Improving the assessment of the outcome of nonsynonymous SNVs with a consensus deleteriousness score, Condel

Affiliations
Comparative Study

Improving the assessment of the outcome of nonsynonymous SNVs with a consensus deleteriousness score, Condel

Abel González-Pérez et al. Am J Hum Genet. .

Abstract

Several large ongoing initiatives that profit from next-generation sequencing technologies have driven--and in coming years will continue to drive--the emergence of long catalogs of missense single-nucleotide variants (SNVs) in the human genome. As a consequence, researchers have developed various methods and their related computational tools to classify these missense SNVs as probably deleterious or probably neutral polymorphisms.
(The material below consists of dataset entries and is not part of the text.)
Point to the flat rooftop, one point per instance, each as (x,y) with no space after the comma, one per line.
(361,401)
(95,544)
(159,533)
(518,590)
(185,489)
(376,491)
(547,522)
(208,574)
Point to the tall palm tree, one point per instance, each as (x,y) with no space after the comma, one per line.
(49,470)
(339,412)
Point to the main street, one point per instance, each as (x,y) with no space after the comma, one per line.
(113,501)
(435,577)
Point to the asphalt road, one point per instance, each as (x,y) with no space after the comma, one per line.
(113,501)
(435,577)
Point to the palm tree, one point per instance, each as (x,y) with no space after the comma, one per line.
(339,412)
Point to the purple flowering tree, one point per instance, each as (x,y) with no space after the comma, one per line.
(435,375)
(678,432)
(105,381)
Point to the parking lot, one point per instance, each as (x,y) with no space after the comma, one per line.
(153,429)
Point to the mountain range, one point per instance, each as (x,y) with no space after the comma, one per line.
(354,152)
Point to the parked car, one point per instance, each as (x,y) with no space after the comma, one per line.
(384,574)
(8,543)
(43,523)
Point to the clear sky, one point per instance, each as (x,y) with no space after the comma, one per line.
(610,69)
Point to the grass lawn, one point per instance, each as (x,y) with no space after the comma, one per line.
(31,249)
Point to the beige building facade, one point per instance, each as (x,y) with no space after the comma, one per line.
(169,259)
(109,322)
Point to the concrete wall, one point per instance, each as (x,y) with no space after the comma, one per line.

The outputs produced by each of these computational tools are of different natures and thus difficult to compare and integrate. Taking advantage of the possible complementarity between different tools might allow more accurate classifications. Here we propose an effective approach to integrating the output of some of these tools into a unified classification; this approach is based on a weighted average of the normalized scores of the individual methods (WAS). (In this paper, the approach is illustrated for the integration of five tools.) We show that this WAS outperforms each individual method in the task of classifying missense SNVs as deleterious or neutral. Furthermore, we demonstrate that this WAS can be used not only for classification purposes (deleterious versus neutral mutation) but also as an indicator of the impact of the mutation on the functionality of the mutant protein. In other words, it may be used as a deleteriousness score of missense SNVs. Therefore, we recommend the use of this WAS as a consensus deleteriousness score of missense mutations (Condel).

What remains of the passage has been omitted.